O jogo depois do jogo: como preparar atletas para vencer fora da competição
O foco total no desempenho esportivo é essencial para vencer dentro das quadras, mas deixa pouco espaço para pensar no que vem depois
Publicado em 19 de novembro de 2024 às, 09h21.
Todo atleta sabe como conquistar vitórias, mas poucos sabem como planejar a vida após o esporte. Essa, talvez, seja a maior competição de suas carreiras. A rotina intensa de treinos e competições é a base do sucesso de qualquer atleta de alto rendimento. O foco total no desempenho esportivo é essencial, mas também deixa pouco espaço para pensar no que vem depois. E se há uma certeza nesse universo, é que, cedo ou tarde, a aposentadoria chega.
O grande problema é que a transição de carreira no esporte, muitas vezes, é marcada por desafios emocionais, físicos e financeiros. Um estudo da área da Medicina Esportiva revela que a maioria dos atletas deixa o esporte por motivos como idade (49,4%), novas prioridades na vida (43%) e problemas de saúde ou lesões (cerca de 16%). O fim da carreira traz sentimentos como tristeza, medo e, em alguns casos, depressão. Mais da metade relata dificuldade em se adaptar a uma nova rotina, e muitos enfrentam um estilo de vida sedentário e uma piora na saúde física.
Para muitos, o esporte não é apenas um trabalho, mas uma identidade. Ao “pendurar as chuteiras” ou abandonar as quadras, eles perdem uma parte central de quem são. Essa mudança abrupta gera um vazio difícil de preencher. E, ao contrário do que se imagina, poucos esportes oferecem contratos que garantam estabilidade econômica no longo prazo. Sem planejamento financeiro, a aposentadoria pode ser uma fonte de ansiedade, ao invés de descanso.
Mas será que precisa ser assim? A aposentadoria não precisa ser o fim do jogo. Com o planejamento certo, pode se tornar o início de um novo capítulo igualmente impactante. E isso começa enquanto o atleta ainda está em atividade.

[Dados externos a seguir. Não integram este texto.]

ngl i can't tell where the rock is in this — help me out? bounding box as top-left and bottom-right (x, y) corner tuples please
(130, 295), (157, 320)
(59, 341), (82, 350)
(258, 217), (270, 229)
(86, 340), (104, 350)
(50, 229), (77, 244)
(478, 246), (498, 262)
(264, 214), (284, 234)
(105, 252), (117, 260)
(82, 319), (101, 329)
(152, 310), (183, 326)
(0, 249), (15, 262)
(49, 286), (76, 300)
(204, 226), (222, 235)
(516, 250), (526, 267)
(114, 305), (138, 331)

O primeiro passo é mapear habilidades, experiências e interesses que possam ser aplicados fora do esporte. Muitas das competências que fazem de um atleta um campeão — resiliência, trabalho em equipe, foco sob pressão — são extremamente valorizadas em outras áreas. Exemplos não faltam. Bernardinho, com oito Olimpíadas no currículo, construiu uma carreira como treinador, empreendedor e palestrante. Michael Jordan transformou sua marca em parceria com a Nike em um dos maiores cases de sucesso no mercado esportivo. Venus Williams levou a disciplina das quadras para o empreendedorismo, com negócios em design e moda. David Beckham se tornou dono de um clube e ícone global, unindo esporte e entretenimento.
Essas transições bem-sucedidas mostram que é possível ressignificar a carreira e aproveitar o legado construído no esporte. No entanto, a maioria dos atletas não consegue fazer essa transição sozinha. Por isso, as organizações esportivas têm um papel fundamental. Elas precisam ir além do desempenho em campo e investir no desenvolvimento de seus atletas para a vida.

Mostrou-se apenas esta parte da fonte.